China has been very aggressive at subsidizing and funding the expansion of a lot of industries. If you look from steel, to shipbuilding, to electric vehicles, China has made huge, huge leaps in the past 10, 20 years. And I think there's a kind of growing bipartisan consensus in Washington that while they've been taking these massive initiatives, we've been kind of asleep at the switch, and we need to do some catching up. And so I think that's a sentiment you see, obviously, from Biden, from certain Democrats-- Elizabeth Warren has talked about this-- but also from Republicans-- Mitt Romney, Marco Rubio, Tom Cotton, some very conservative Republicans, who see this as a really important moment for us to catch up with the competition in China.

ELAINE QUIJANO: So it is remarkable to talk about bipartisan consensus on anything. But as you note, it exists on this issue of China. So Noam, what are some potential legislative solutions?

NOAM SCHEIBER: Well, there's actually one very interesting piece of legislation that passed last year. It passed as part of the Annual Defense Authorization bill, the bill that basically funds the Pentagon. And included in that Bill was a bipartisan amendment that would basically create programs to fund the semiconductor industry.

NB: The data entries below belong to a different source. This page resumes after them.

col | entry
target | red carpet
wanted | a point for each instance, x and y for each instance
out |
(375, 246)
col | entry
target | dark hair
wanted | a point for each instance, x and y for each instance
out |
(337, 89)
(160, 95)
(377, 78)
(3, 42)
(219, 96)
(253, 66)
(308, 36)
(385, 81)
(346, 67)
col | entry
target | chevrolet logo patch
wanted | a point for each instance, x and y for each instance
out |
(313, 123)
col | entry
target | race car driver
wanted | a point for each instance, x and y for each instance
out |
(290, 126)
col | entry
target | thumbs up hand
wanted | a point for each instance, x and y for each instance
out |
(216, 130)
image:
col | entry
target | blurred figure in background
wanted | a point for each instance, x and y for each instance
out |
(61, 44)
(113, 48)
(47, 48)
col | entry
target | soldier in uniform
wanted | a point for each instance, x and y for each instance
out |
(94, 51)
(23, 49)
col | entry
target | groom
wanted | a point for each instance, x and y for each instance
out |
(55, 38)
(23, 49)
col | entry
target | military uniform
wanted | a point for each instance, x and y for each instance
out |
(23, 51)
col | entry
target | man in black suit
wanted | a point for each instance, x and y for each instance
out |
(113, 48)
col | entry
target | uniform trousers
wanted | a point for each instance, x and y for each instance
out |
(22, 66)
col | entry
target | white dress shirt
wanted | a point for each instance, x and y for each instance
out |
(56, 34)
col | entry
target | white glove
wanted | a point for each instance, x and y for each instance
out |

So this didn't actually fund this program, but it set up a series of programs that would give grants on the order of tens of billions of dollars to semiconductor manufacturers. And the reason that that has been such a high priority is that we saw, during the pandemic, that it became very difficult for American manufacturers to get the supply of semiconductors that they needed to [INAUDIBLE] a lot of cars, even just regular cars that you and I drive, to say nothing about self-driving vehicles and electric vehicles. Those are very dependent on semiconductors.

And during the pandemic, it's been very difficult. Some auto manufacturers even had to suspend production because it wasn't enough of a supply of semiconductors. So this has become very front of mind for people in Washington.

The amendment that inserted this into the Defense Authorization Act last year passed by, I think it was 97 to 4. So there was a lot of support on both sides of the aisle for doing this. I think that could be a model for the kinds of things we might see going forward, once Biden introduces his proposals and more formally.

ELAINE QUIJANO: All right, we'll continue to watch how it develops. Noam Scheiber. Noam, thank you very much.

NOAM SCHEIBER: Thanks for having me. Good to be here.